In the United States, DEHP is listed as a probable human carcinogen by the Environmental Protection Agency (EPA) but this is based on rodent studies and there is disagreement even within the EPA as to whether the classification is correct.

In rodent studies, during which DEHP was administered at very high doses, there has been evidence of liver cancer. However, the significant species differences that exist between the ways in which a human liver and a rodent liver respond to DEHP means that carcinogenicity in humans from DEHP exposure is extremely unlikely.

10. Is it true that DEHP causes human reproductive problems?

No. There is no evidence that phthalates cause human reproductive problems. It is true that some phthalates, at high dose levels, have been shown to cause reproductive effects in rats and mice. However, the relevance of these findings to humans is limited due to the dose level being far in excess of human exposure and the fact that primates appear to be resistant to the reproductive effects seen in rodents.

A number of studies in monkeys, especially a recent one carried out in Japan, have shown that at extremely high dose levels (500,000 times higher than expected human exposure) DEHP has no effect on testes and ovaries.

11. But isn’t DEHP labelled as harmful to reproduction?

In line with our policy of product stewardship and based on the rodent data, ECPI members have self-classified two phthalates as possibly harmful to reproduction in line with EU classification and labelling legislation. This legislation requires even high dose data with limited references to human risk to be used for classification and labelling purposes.

12. Why are some phthalates, including DEHP, classified as endocrine disrupters ?

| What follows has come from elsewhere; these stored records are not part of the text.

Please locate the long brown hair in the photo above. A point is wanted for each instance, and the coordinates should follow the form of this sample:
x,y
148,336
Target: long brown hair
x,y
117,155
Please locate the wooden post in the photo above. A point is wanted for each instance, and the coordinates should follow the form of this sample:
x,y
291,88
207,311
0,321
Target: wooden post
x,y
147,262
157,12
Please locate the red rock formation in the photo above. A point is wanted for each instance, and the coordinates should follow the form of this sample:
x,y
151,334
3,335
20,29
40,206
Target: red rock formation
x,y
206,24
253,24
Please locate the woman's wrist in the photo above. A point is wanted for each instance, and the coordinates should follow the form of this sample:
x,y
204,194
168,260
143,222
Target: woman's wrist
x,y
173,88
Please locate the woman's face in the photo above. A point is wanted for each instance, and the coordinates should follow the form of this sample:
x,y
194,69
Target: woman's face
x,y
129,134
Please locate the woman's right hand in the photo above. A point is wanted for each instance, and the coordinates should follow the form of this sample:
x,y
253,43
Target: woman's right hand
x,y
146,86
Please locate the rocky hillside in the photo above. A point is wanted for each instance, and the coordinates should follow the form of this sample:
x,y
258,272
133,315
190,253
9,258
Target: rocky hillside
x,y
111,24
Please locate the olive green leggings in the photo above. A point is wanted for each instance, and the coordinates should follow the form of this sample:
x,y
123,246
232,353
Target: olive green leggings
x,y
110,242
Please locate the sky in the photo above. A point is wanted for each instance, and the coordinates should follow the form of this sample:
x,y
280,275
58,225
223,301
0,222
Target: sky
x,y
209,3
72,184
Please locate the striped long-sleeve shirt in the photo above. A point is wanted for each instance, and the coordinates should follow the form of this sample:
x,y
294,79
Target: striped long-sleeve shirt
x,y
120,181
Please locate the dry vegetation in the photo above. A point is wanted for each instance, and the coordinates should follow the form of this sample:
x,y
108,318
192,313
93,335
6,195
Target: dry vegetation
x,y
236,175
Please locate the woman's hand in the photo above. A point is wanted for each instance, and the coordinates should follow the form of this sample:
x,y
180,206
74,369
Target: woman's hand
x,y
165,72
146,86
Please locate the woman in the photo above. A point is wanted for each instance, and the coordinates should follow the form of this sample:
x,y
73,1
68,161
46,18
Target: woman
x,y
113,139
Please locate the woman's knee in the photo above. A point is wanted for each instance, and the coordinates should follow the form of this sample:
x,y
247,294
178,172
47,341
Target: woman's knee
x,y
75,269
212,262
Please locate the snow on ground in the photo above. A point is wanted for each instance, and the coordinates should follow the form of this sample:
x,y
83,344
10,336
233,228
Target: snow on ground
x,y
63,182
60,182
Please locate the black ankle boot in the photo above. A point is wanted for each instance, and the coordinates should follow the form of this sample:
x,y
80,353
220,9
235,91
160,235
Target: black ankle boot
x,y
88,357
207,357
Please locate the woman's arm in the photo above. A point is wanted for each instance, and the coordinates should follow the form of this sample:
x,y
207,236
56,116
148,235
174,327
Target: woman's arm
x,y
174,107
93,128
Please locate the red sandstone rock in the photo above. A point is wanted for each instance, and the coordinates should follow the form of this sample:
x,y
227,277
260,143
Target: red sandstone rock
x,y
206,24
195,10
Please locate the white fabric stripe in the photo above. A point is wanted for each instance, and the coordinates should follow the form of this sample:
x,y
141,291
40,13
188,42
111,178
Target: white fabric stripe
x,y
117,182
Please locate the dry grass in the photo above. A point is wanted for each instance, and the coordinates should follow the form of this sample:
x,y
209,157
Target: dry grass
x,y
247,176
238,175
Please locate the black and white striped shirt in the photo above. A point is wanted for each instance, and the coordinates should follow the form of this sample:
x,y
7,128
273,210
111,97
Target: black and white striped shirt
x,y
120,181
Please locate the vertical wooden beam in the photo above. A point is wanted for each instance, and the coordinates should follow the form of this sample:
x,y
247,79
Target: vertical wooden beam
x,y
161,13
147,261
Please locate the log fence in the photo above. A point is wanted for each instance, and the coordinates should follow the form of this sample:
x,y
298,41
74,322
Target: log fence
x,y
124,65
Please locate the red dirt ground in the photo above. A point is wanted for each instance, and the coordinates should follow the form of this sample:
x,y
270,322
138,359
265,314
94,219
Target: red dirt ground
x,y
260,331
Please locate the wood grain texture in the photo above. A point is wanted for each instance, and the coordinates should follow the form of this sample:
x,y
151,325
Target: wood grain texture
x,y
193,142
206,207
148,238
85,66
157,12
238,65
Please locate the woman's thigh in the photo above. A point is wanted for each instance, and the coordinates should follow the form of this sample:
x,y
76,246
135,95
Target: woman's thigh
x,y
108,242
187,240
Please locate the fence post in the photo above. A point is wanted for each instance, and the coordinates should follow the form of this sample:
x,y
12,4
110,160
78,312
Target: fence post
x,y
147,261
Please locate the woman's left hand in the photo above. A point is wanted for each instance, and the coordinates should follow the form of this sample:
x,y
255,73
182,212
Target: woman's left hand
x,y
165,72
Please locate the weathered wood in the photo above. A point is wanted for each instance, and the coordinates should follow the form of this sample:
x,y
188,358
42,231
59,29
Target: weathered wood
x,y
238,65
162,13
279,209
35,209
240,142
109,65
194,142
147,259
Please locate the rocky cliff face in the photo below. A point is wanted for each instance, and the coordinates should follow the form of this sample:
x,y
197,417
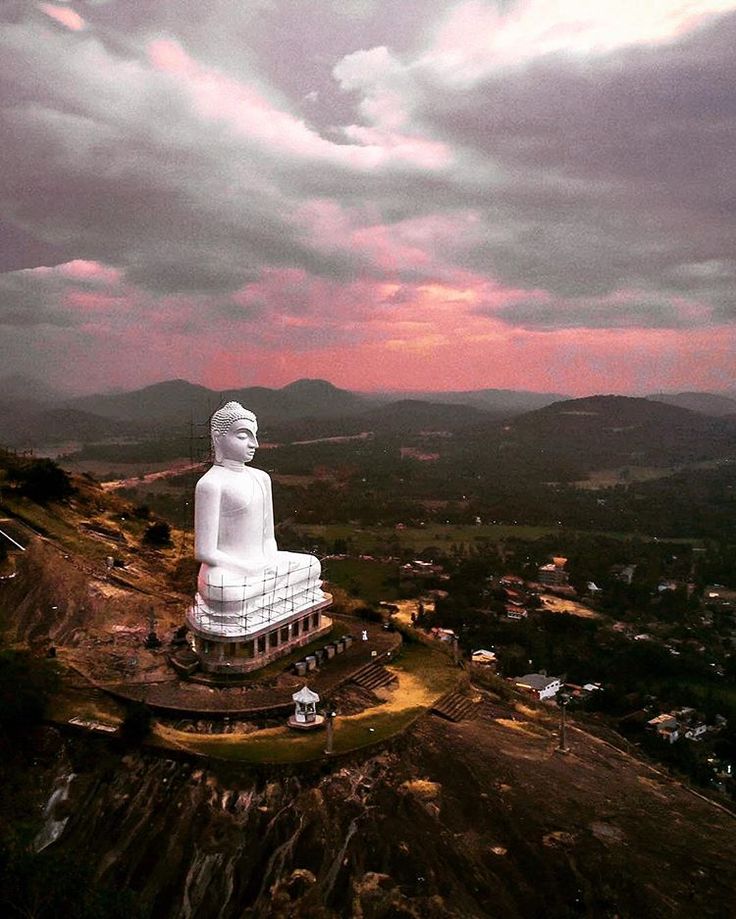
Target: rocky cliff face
x,y
476,819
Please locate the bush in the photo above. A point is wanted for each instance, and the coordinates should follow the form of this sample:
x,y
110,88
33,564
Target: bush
x,y
136,725
43,481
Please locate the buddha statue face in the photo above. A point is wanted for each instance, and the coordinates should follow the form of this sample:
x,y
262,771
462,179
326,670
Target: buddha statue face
x,y
234,434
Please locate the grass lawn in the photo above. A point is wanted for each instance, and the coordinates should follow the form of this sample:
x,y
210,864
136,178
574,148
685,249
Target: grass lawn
x,y
378,539
369,580
434,534
424,675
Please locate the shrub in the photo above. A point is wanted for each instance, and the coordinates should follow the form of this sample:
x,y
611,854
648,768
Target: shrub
x,y
157,535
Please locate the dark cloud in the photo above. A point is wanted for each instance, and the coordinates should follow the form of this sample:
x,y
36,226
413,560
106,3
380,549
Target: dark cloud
x,y
642,312
613,172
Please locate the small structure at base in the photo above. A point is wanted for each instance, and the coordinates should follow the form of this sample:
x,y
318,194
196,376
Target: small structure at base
x,y
305,717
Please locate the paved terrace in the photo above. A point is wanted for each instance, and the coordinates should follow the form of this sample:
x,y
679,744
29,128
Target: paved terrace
x,y
179,698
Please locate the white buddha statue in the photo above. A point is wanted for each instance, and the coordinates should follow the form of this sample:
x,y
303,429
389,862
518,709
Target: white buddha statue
x,y
245,582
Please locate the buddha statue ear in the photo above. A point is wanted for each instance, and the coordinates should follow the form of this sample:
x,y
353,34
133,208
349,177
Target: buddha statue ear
x,y
216,448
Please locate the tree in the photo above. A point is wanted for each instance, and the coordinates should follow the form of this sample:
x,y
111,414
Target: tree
x,y
136,725
157,535
43,481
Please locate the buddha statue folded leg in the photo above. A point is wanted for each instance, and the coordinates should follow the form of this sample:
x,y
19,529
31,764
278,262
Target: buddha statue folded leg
x,y
223,586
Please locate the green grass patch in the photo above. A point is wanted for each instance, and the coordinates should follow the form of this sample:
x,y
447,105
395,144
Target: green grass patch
x,y
372,581
424,676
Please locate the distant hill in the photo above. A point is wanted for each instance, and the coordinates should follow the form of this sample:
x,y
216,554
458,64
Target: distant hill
x,y
704,402
500,401
610,431
175,402
21,426
21,389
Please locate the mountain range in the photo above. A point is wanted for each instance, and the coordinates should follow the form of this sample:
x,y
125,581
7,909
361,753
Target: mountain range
x,y
31,415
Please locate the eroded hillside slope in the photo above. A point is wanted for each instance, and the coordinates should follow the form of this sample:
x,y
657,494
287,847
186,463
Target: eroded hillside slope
x,y
481,818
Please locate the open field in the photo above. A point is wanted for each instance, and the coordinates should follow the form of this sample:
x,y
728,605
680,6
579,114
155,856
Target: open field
x,y
371,581
422,537
444,535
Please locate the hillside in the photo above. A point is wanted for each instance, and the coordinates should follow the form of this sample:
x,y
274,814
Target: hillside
x,y
439,822
609,431
176,402
498,401
704,402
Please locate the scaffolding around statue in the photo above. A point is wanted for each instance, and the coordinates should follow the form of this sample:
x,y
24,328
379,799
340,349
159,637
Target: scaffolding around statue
x,y
235,635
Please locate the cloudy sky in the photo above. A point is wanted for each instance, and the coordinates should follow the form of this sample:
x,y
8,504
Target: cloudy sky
x,y
533,194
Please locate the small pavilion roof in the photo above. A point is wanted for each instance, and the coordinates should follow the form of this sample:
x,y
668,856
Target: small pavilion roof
x,y
305,694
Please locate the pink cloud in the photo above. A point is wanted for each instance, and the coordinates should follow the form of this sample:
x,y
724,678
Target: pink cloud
x,y
250,114
83,270
65,15
475,37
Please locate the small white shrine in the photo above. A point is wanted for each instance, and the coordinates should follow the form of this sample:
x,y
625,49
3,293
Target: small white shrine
x,y
305,717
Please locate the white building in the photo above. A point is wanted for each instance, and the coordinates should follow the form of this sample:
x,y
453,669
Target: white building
x,y
543,687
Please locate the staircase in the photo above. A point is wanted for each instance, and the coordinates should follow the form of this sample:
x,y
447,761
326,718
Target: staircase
x,y
373,676
455,707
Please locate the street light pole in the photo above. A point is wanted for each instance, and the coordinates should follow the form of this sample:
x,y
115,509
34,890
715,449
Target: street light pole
x,y
330,718
563,699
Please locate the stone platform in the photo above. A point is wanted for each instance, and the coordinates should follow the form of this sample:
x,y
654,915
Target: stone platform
x,y
270,696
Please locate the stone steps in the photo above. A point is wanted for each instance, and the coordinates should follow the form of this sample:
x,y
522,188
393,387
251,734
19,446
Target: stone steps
x,y
455,707
373,676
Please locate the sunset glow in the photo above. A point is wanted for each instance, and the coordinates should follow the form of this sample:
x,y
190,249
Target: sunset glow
x,y
528,195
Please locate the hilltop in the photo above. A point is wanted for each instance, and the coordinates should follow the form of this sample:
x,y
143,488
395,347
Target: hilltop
x,y
442,821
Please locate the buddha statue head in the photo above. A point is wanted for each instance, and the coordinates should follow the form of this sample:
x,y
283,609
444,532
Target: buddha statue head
x,y
233,429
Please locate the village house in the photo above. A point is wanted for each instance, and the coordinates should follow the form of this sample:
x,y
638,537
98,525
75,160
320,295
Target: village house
x,y
484,658
553,574
623,573
539,685
665,726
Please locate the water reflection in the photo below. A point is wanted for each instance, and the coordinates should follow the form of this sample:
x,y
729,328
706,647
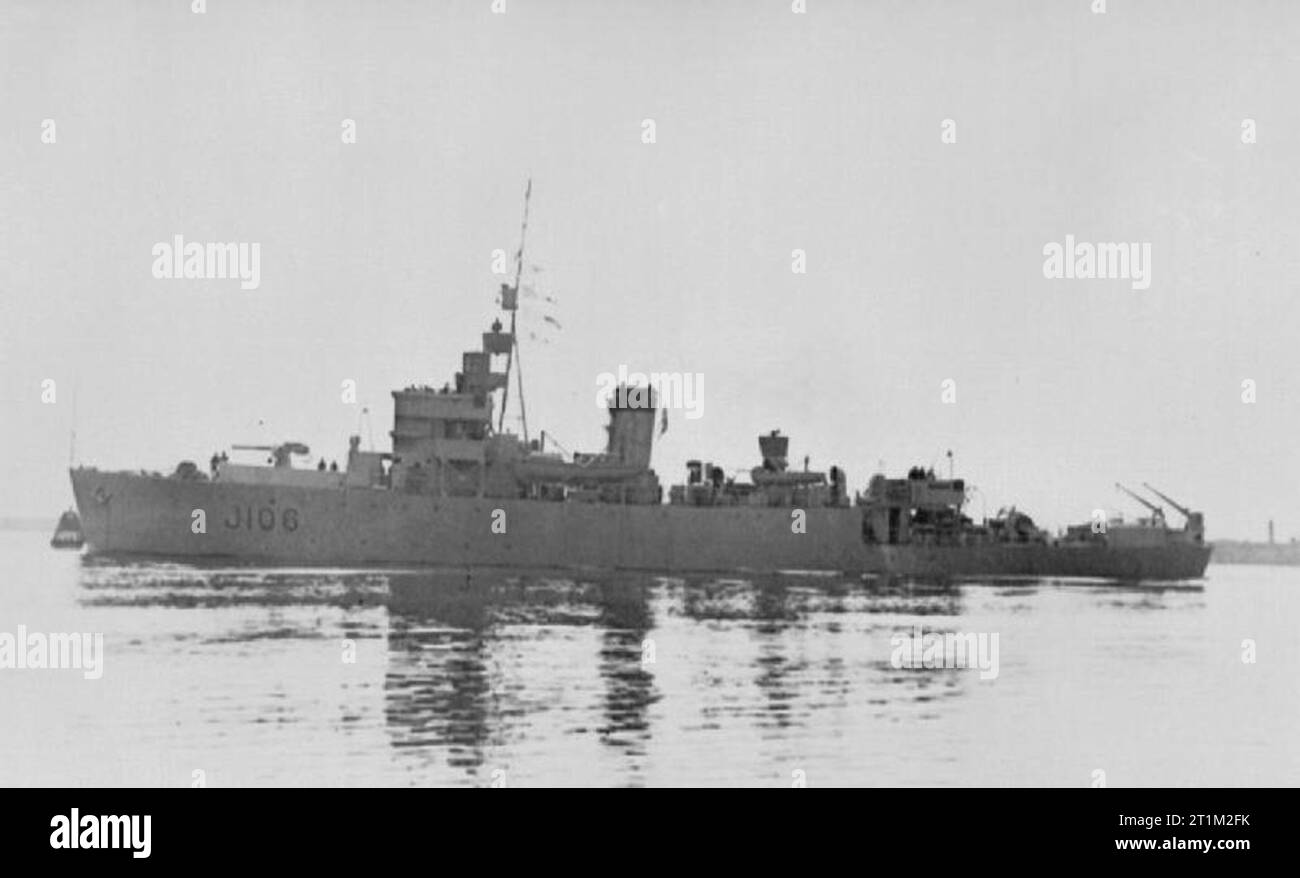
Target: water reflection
x,y
479,674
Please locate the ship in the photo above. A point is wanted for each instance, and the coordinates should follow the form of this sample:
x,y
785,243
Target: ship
x,y
68,533
454,489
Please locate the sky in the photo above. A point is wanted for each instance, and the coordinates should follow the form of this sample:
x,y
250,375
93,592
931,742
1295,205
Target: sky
x,y
774,132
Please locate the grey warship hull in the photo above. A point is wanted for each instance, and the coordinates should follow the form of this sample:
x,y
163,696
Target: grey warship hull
x,y
135,514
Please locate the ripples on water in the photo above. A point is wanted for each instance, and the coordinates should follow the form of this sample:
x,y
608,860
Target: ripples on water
x,y
640,680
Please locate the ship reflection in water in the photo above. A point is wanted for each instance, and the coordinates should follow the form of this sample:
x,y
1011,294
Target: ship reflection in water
x,y
420,678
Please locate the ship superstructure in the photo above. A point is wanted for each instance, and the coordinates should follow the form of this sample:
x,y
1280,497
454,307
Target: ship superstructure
x,y
456,491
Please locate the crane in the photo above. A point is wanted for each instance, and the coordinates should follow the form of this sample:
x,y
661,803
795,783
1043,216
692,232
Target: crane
x,y
1183,510
1156,511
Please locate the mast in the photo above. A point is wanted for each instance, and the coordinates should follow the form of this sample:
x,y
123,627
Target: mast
x,y
1155,510
514,314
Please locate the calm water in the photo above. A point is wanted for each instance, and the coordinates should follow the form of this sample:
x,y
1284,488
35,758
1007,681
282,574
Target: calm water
x,y
241,673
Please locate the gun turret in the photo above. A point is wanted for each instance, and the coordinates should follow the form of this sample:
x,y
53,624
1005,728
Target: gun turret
x,y
1182,509
1155,510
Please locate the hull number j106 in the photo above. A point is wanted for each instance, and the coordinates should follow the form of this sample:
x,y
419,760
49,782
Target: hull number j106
x,y
247,518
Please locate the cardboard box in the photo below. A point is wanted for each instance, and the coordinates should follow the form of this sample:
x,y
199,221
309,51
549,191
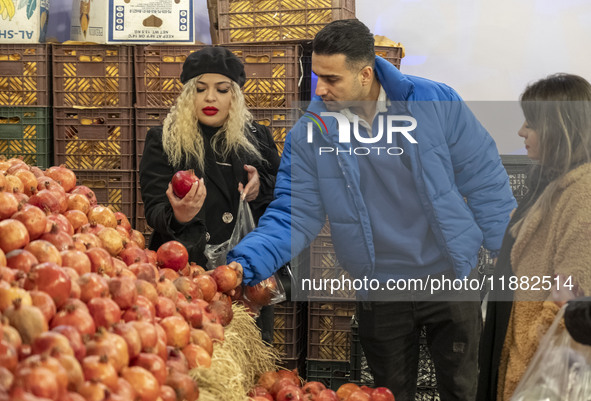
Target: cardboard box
x,y
132,21
23,21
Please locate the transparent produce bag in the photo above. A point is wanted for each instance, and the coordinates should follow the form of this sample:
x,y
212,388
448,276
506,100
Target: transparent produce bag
x,y
270,290
559,371
267,292
216,254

We do not believe they are endocrine disrupters based on the wealth of scientific research that is available. They appear on some lists of ‘possible endocrine disrupters’ due to isolated studies which showed a possible link to estrogenic activity. However, these studies have now been superseded by more recent research and it has been proven not to be the case. As reported in the February 20 1999 issue of the Endocrine/Estrogen Newsletter, the US Food and Drug Administration (FDA) has conducted both in vitro and in vivo tests on DEHP and other phthalates and found them not to be oestrogenic.

13. The industry has claimed that the use of DEHP in blood bags actually helps prolong the life of blood. Is this true ?

Yes. The small amounts of plasticiser that migrates from a blood bag does help preserve blood. This is another benefit of using plasticised PVC. The amounts are so small that they do not pose a health risk.

14. Why is Plasticised PVC preferred over other plastics or materials ?

Sterilisation: Plasticised PVC maintains its high integrity under extreme hot and cold temperatures

Transparency: Plasticised PVC has exceptionally good clarity so that the flow of liquids through tubes, for example, can be carefully monitored.

Flexibility: It is highly resistant to ‘kinking’. Therefore it reduces the risk of interruption to the flow of fluids in tubes.

Strength and resistance: It has the strength and durability to resist tears, protecting both doctors and patients at the same time as preventing the spread of infection and germs.

Cost: Plasticised PVC is inexpensive. It allows hospitals to use quality disposable items that help reduce infection rates.